Apart from the aforementioned gifts from four of the 2020 laureates, the Foundation also received packages from two other scientists jointly awarded the Tang Prize with Dr. Feldmann. Dr. Charles Dinarello shipped to us a glass cube with a three dimensional model of IL-1β(interleukin-1β) in it, and a T-shirt with an IL-1βlogo on it. Considered one of the founding fathers of cytokine research, Dr. Dinarello established IL-1βas a key mediator of fever and inflammatory response, paving the way for the development of IL-1-targeting therapies. Dr. Tadamitsu Kishimoto mailed to us a signed copy of his autobiography, Half-a-Century as an Immunologist, published by the Nikkei newspaper in 2003. Dr. Kishimoto discovered a cytokine called IL-6 (interleukin 6). He then prepared a monoclonal anti-IL-6 receptor antibody and helped conduct several large-scale trials on the efficacy and safety of this antibody in patients with rheumatoid arthritis and juvenile idiopathic arthritis. It was eventually approved by the food and drug administrations in many countries to treat a variety of autoimmune diseases. From basic discovery to hypothesis forming, drug development, and clinical translation, Dr. Kishimoto’s professional journey is faithfully depicted in this book.

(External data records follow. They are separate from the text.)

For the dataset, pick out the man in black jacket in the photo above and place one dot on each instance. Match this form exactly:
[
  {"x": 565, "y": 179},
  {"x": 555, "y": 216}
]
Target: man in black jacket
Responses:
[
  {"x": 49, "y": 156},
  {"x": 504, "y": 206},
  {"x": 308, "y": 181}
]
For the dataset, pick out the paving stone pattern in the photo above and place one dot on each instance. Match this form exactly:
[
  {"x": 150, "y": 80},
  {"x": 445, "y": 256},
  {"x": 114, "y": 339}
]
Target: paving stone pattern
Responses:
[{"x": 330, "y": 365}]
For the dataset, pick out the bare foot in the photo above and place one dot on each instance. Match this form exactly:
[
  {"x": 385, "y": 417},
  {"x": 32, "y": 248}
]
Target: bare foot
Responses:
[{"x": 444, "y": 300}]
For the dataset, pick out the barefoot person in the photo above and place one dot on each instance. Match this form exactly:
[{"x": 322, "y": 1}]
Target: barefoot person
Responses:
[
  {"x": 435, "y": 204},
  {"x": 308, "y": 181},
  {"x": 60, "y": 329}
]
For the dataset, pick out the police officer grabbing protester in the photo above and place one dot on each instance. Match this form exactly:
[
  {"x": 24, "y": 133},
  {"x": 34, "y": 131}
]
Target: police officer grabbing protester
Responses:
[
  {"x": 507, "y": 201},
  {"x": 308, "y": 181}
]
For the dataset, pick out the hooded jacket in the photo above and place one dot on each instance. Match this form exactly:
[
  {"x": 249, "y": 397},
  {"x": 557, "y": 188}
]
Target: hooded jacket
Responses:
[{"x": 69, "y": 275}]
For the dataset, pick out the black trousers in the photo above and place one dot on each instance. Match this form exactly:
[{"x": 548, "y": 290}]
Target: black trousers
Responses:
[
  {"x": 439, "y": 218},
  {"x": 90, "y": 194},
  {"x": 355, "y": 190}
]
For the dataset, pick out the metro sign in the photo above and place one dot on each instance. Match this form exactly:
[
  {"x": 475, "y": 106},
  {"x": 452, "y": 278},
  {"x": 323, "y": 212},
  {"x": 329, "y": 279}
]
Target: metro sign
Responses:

The other two laureates in the Rule of Law category have not been absent from this list. The Bangladesh Environmental Lawyers Association (BELA) picked for us six handicrafts closely associated with the culture and tradition of Bangladesh. They reflect the fact that agriculture, forestry, fishing, and animal husbandry are the main economic sectors in Bangladesh and that people there rely on an unpolluted environment for their survival. By conducting public interest litigation, BELA has succeeded in expanding the constitutionally recognized right to life to include the right to the environment. As a result, the court has issued a ruling, urging the government to protect wetlands, restore rivers, and stop allocating forestland for developing purposes so as to safeguard people’s rights and interests, and to achieve a balance between the pursuit of economic growth and the quest for environmental justice. The Legal Agenda complied a booklet in which a selection of editorial illustrations showcase a number of important issues they have been working on in Lebanon and Tunisia for the past ten years.